Il y avait deux juges de service à Serjeants’ Inn, l’un du banc du roi, l’autre des common pleas ; et s’il fallait en croire la foule de clercs qui allaient et venaient avec des paquets de papiers, il devait passer par leurs mains une immense quantité d’affaires. Lorsque M. Pickwick et ses acolytes eurent atteint la basse arcade qui forme l’entrée de Serjeants’ Inn, Perker fut retenu, pendant quelques moments, pour parlementer avec le cocher, concernant le prix de la course et la monnaie, et M. Pickwick, se mettant de côté pour être hors du courant d’individus qui entraient, regarda autour de lui avec curiosité.

Les personnages qui attiraient le plus son attention, étaient trois ou quatre hommes d’une tournure à la fois prétentieuse et misérable. Ils touchaient leur chapeau devant la plupart des avoués qui passaient, et semblaient être là pour quelque affaire, dont M. Pickwick ne pouvait deviner la nature. C’étaient des individus fort curieux à observer. L’un était grand et boiteux, avec un habit noir râpé et une cravate blanche ; un autre était un gros courtaud, également vêtu de noir, mais dont la cravate, jadis noire, avait une teinte rougeâtre ; un troisième était un drôle de corps, à la tournure avinée, à la face bourgeonnée. Ils se promenaient aux alentours, les mains derrière le dos, et quelquefois, d’un air empressé, ils murmuraient deux ou trois mots à l’oreille des personnes qui passaient auprès d’eux avec des paquets de papiers.
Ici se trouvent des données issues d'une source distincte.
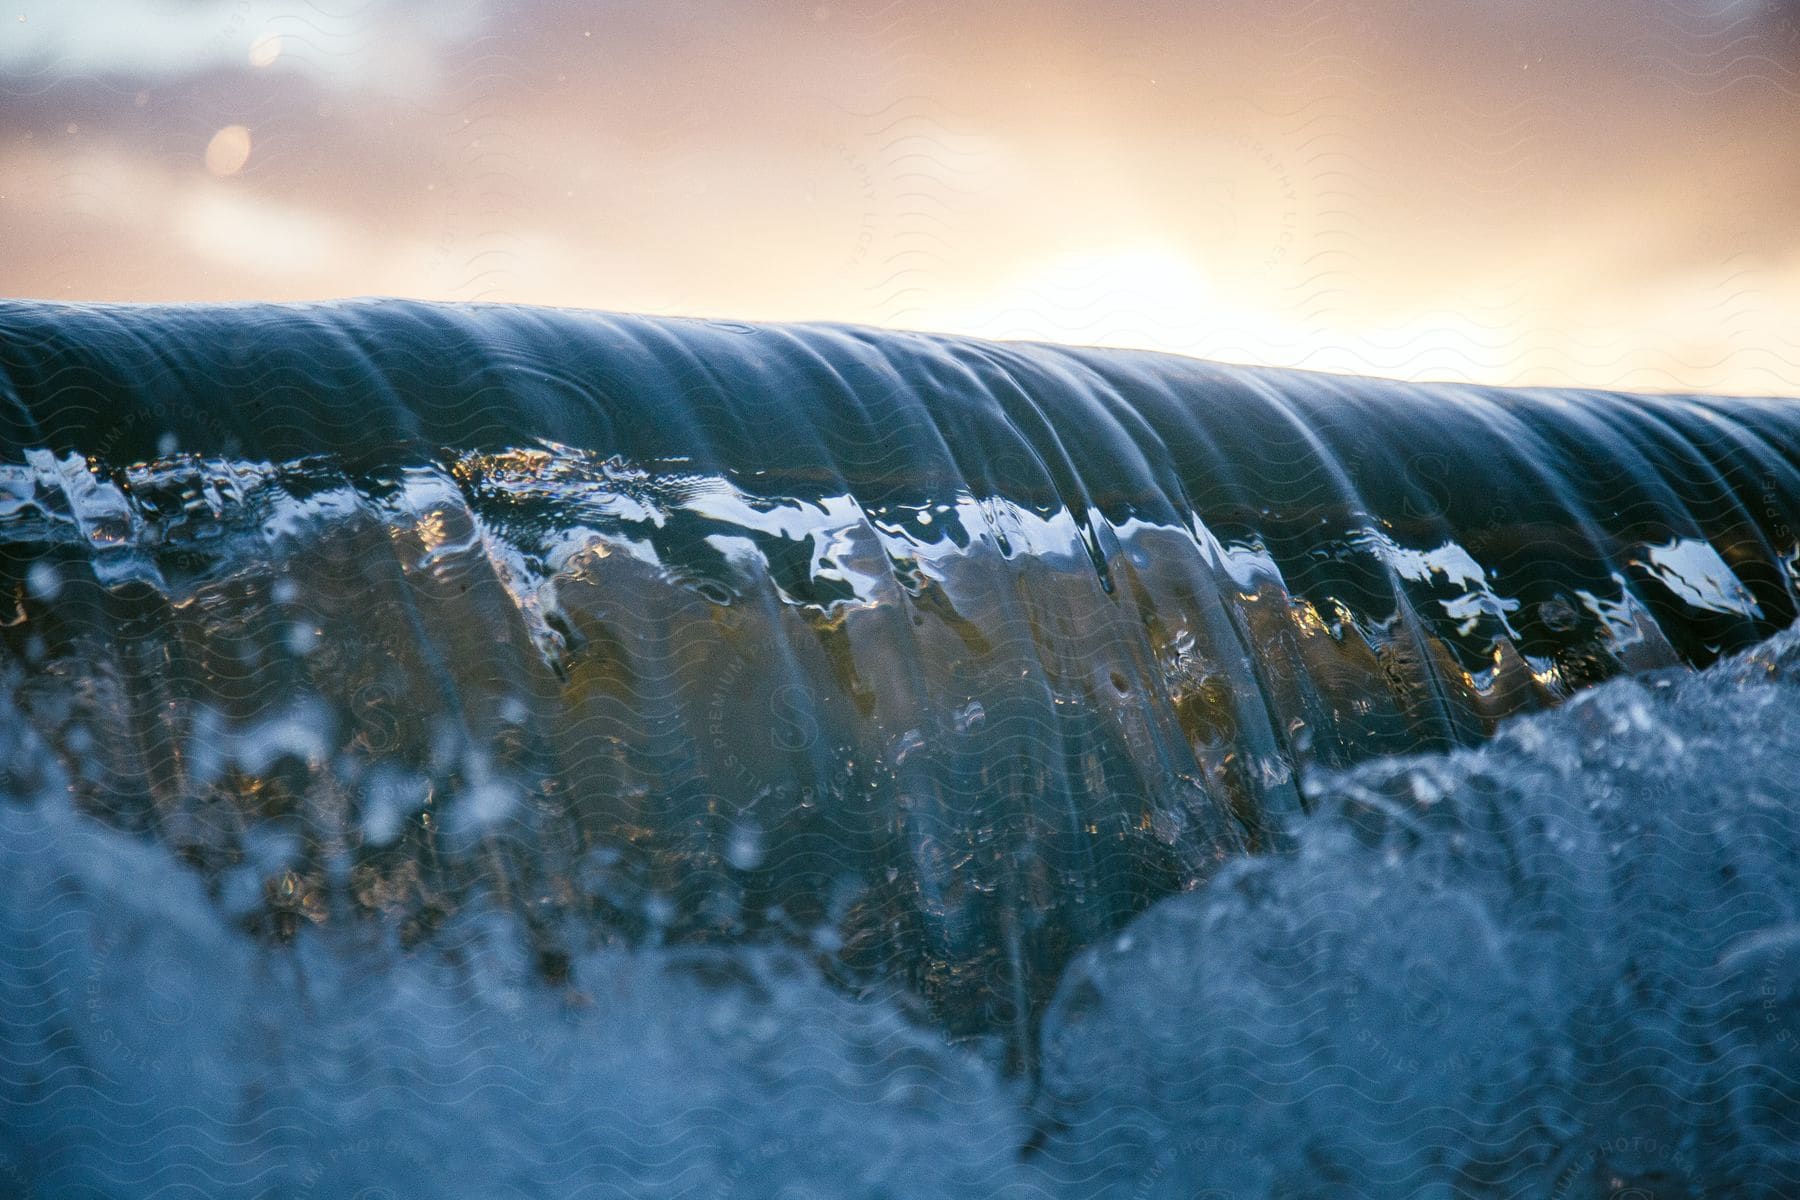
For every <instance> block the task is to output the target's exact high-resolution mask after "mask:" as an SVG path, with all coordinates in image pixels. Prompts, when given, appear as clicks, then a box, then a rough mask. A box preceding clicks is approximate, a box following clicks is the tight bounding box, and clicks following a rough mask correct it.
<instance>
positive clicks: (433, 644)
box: [0, 302, 1800, 1196]
mask: <svg viewBox="0 0 1800 1200" xmlns="http://www.w3.org/2000/svg"><path fill="white" fill-rule="evenodd" d="M0 448H4V452H0V587H4V596H5V597H7V599H5V615H4V624H0V648H4V655H5V667H4V684H5V693H7V714H5V721H4V723H5V732H4V738H5V750H7V754H5V761H7V766H5V772H7V774H5V779H4V784H5V792H7V793H9V795H11V797H13V802H11V804H9V806H5V808H4V810H0V811H4V819H5V822H7V828H5V835H4V851H0V855H4V856H5V858H7V873H9V874H13V876H14V878H16V880H20V882H18V885H14V887H13V889H9V891H7V896H5V901H4V905H5V919H4V925H0V934H4V937H5V945H4V957H5V975H4V977H0V979H4V988H5V990H7V995H5V1000H7V1007H5V1011H7V1013H9V1018H7V1025H5V1043H4V1045H0V1056H4V1058H5V1061H7V1065H9V1070H7V1076H9V1081H7V1088H5V1090H4V1092H0V1105H4V1108H0V1121H4V1123H5V1126H7V1128H9V1130H11V1133H9V1137H7V1141H0V1148H5V1153H7V1159H5V1160H4V1162H0V1171H5V1169H7V1164H11V1169H13V1178H16V1180H25V1184H22V1187H27V1186H29V1187H36V1189H38V1191H41V1193H43V1195H144V1193H146V1191H148V1189H153V1187H151V1180H155V1186H162V1187H166V1189H169V1191H167V1195H189V1193H191V1195H227V1193H229V1195H355V1191H356V1189H358V1187H389V1189H391V1191H394V1195H482V1196H486V1195H614V1193H623V1195H814V1193H817V1195H950V1193H959V1191H968V1193H970V1195H995V1193H999V1191H1001V1189H1003V1187H1019V1189H1022V1191H1021V1193H1019V1195H1044V1193H1046V1191H1048V1193H1055V1195H1082V1196H1085V1195H1170V1196H1172V1195H1183V1196H1193V1195H1215V1193H1217V1195H1231V1196H1237V1195H1244V1196H1251V1195H1256V1196H1264V1195H1269V1196H1273V1195H1280V1196H1296V1195H1321V1196H1323V1195H1413V1193H1417V1191H1424V1193H1429V1195H1456V1193H1445V1191H1442V1189H1444V1187H1453V1186H1454V1187H1463V1189H1465V1193H1469V1195H1611V1193H1609V1191H1607V1187H1613V1184H1611V1182H1609V1180H1615V1178H1616V1180H1624V1182H1618V1184H1616V1186H1618V1187H1624V1186H1627V1184H1631V1186H1640V1184H1642V1186H1643V1187H1661V1189H1663V1191H1651V1193H1647V1195H1739V1193H1737V1191H1732V1193H1724V1191H1719V1186H1721V1182H1723V1180H1728V1182H1730V1186H1732V1187H1739V1189H1753V1187H1760V1186H1762V1180H1775V1182H1780V1180H1784V1178H1787V1177H1789V1175H1793V1171H1787V1168H1786V1164H1787V1157H1784V1155H1786V1153H1787V1151H1782V1150H1780V1146H1782V1144H1786V1142H1784V1137H1786V1133H1787V1132H1791V1130H1787V1126H1786V1124H1784V1121H1787V1117H1784V1115H1782V1112H1784V1106H1782V1105H1780V1103H1777V1101H1778V1099H1780V1097H1782V1096H1786V1092H1784V1090H1782V1088H1784V1087H1787V1085H1784V1083H1782V1079H1784V1076H1782V1074H1780V1072H1782V1070H1784V1069H1782V1061H1786V1060H1782V1054H1784V1052H1786V1054H1791V1045H1787V1042H1786V1040H1782V1038H1775V1040H1773V1042H1771V1040H1769V1038H1773V1036H1775V1034H1773V1033H1771V1029H1775V1025H1768V1027H1766V1029H1764V1027H1760V1025H1757V1024H1755V1022H1757V1020H1759V1016H1757V1013H1773V1016H1768V1020H1771V1022H1777V1024H1780V1029H1787V1027H1789V1024H1796V1025H1800V1022H1796V1020H1795V1000H1796V995H1795V991H1793V988H1791V982H1793V981H1791V972H1787V968H1786V966H1782V964H1784V963H1786V957H1784V955H1786V946H1787V945H1789V941H1791V939H1793V934H1791V930H1793V928H1795V921H1796V916H1795V907H1796V903H1800V894H1796V891H1795V882H1796V880H1795V862H1796V860H1800V856H1796V855H1795V840H1793V833H1795V831H1793V822H1795V813H1796V804H1800V795H1796V786H1795V783H1793V779H1791V777H1793V775H1795V774H1796V772H1793V770H1789V768H1787V765H1789V763H1791V761H1793V757H1791V747H1789V743H1791V741H1793V739H1795V738H1800V721H1795V718H1793V716H1791V712H1793V707H1791V682H1789V678H1787V667H1786V666H1784V664H1786V662H1787V658H1789V657H1791V649H1787V648H1786V642H1771V644H1769V646H1764V648H1762V649H1757V651H1755V655H1760V657H1753V658H1750V660H1735V658H1733V660H1732V664H1728V666H1721V667H1712V669H1710V671H1706V673H1705V675H1697V676H1692V678H1687V676H1685V673H1687V671H1688V669H1692V667H1706V666H1708V664H1712V662H1715V660H1717V658H1721V657H1728V655H1737V653H1741V651H1746V649H1750V648H1753V646H1759V644H1760V642H1764V640H1766V639H1769V637H1771V635H1775V633H1777V631H1778V630H1782V628H1786V626H1787V624H1789V622H1793V617H1795V604H1796V594H1795V587H1796V583H1800V567H1796V563H1800V543H1796V533H1795V531H1796V529H1800V405H1796V403H1793V401H1775V399H1769V401H1751V399H1719V398H1642V396H1616V394H1600V392H1561V390H1559V392H1548V390H1541V392H1508V390H1496V389H1472V387H1444V385H1429V387H1427V385H1399V383H1386V381H1373V380H1350V378H1334V376H1309V374H1300V372H1282V371H1258V369H1242V367H1220V365H1213V363H1202V362H1190V360H1181V358H1168V356H1154V354H1134V353H1120V351H1084V349H1066V347H1042V345H1001V344H983V342H970V340H958V338H938V336H923V335H904V333H877V331H866V329H848V327H830V326H797V327H772V326H734V324H722V322H684V320H650V318H626V317H610V315H592V313H569V311H545V309H520V308H445V306H423V304H401V302H360V304H328V306H302V308H274V306H229V308H106V306H49V304H23V302H7V304H0ZM1746 662H1748V664H1750V666H1744V664H1746ZM1764 662H1768V664H1771V666H1769V667H1768V669H1764V667H1762V666H1759V664H1764ZM1669 671H1674V675H1669ZM1645 673H1651V675H1649V678H1651V680H1652V682H1633V680H1618V682H1615V684H1607V685H1604V687H1600V689H1598V691H1595V693H1593V700H1591V702H1586V700H1584V702H1582V705H1575V709H1571V711H1566V712H1553V714H1544V716H1541V718H1530V720H1526V721H1523V723H1514V725H1508V730H1510V732H1505V734H1503V736H1501V738H1499V741H1498V743H1494V745H1492V747H1487V748H1474V747H1480V745H1481V743H1483V741H1485V739H1487V738H1489V736H1490V734H1492V732H1494V729H1496V727H1498V725H1499V723H1501V721H1503V720H1505V718H1508V716H1514V714H1521V712H1526V711H1534V709H1546V707H1553V705H1559V703H1562V702H1566V700H1568V698H1570V696H1573V694H1577V693H1579V691H1582V689H1586V687H1589V685H1598V684H1602V682H1604V680H1609V678H1613V676H1640V678H1643V676H1645ZM1658 673H1661V675H1658ZM1582 714H1586V716H1582ZM1397 756H1426V757H1417V759H1402V757H1397ZM1359 763H1368V765H1366V766H1355V765H1359ZM1346 768H1355V774H1350V775H1341V774H1336V772H1343V770H1346ZM1159 901H1161V903H1159ZM1145 909H1152V910H1150V912H1147V914H1143V916H1141V918H1139V916H1138V914H1141V912H1143V910H1145ZM1134 918H1138V919H1136V921H1134ZM1084 952H1085V954H1084ZM1076 955H1082V957H1080V959H1078V961H1076V964H1075V966H1073V968H1071V959H1076ZM1771 955H1773V957H1771ZM1759 970H1768V972H1773V975H1771V981H1775V982H1771V984H1769V986H1771V988H1773V991H1757V993H1755V997H1753V995H1751V991H1748V990H1750V988H1753V986H1757V988H1760V984H1755V981H1753V979H1750V975H1744V972H1751V973H1753V972H1759ZM1784 972H1786V973H1784ZM1769 997H1773V999H1769ZM1757 1006H1760V1007H1757ZM1782 1022H1786V1024H1782ZM1633 1056H1636V1058H1633ZM1640 1060H1642V1061H1640ZM1757 1072H1760V1074H1757ZM1789 1072H1791V1067H1789ZM1757 1088H1762V1090H1757ZM1769 1088H1773V1092H1771V1090H1769ZM1633 1137H1636V1139H1638V1144H1636V1150H1629V1146H1627V1142H1629V1139H1633ZM1620 1139H1627V1142H1620ZM358 1146H360V1148H358ZM1622 1146H1625V1148H1622ZM1784 1171H1786V1173H1784ZM409 1180H412V1182H409ZM1645 1180H1647V1182H1645ZM1771 1186H1773V1184H1771ZM608 1187H610V1189H614V1193H608V1191H607V1189H608ZM783 1187H787V1189H788V1191H785V1193H783V1191H781V1189H783ZM805 1187H812V1189H814V1193H808V1191H796V1189H805ZM1431 1187H1438V1191H1436V1193H1431ZM1696 1187H1697V1189H1701V1191H1694V1189H1696ZM81 1189H88V1191H86V1193H83V1191H81ZM508 1189H509V1191H508ZM1208 1189H1213V1191H1208ZM1595 1189H1598V1191H1595ZM1615 1189H1616V1187H1615ZM1706 1189H1710V1191H1706ZM1742 1195H1757V1193H1755V1191H1742ZM1766 1195H1782V1191H1780V1189H1778V1187H1777V1189H1775V1191H1769V1193H1766Z"/></svg>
M. Pickwick se souvint de les avoir souvent remarqués sous l’arcade, lorsqu’il se promenait par-là, et il éprouva une vive curiosité de savoir à quelle branche de la chicane appartenaient ces flâneurs peu distingués.

Il allait le demander à Namby, qui était resté auprès de lui, et qui s’occupait à sucer un large anneau d’or, dont son petit doigt était décoré, lorsque Perker revint avec empressement leur dire qu’il n’y avait pas de temps à perdre, et se dirigea vers l’intérieur de la maison. M. Pickwick se disposait à le suivre, lorsque le boiteux s’approcha de lui, toucha poliment son chapeau, et lui tendit une carte écrite à la main. Notre excellent ami, ne voulant pas contrister cet inconnu par un refus, accepta gracieusement sa carte, et la déposa dans la poche de son gilet.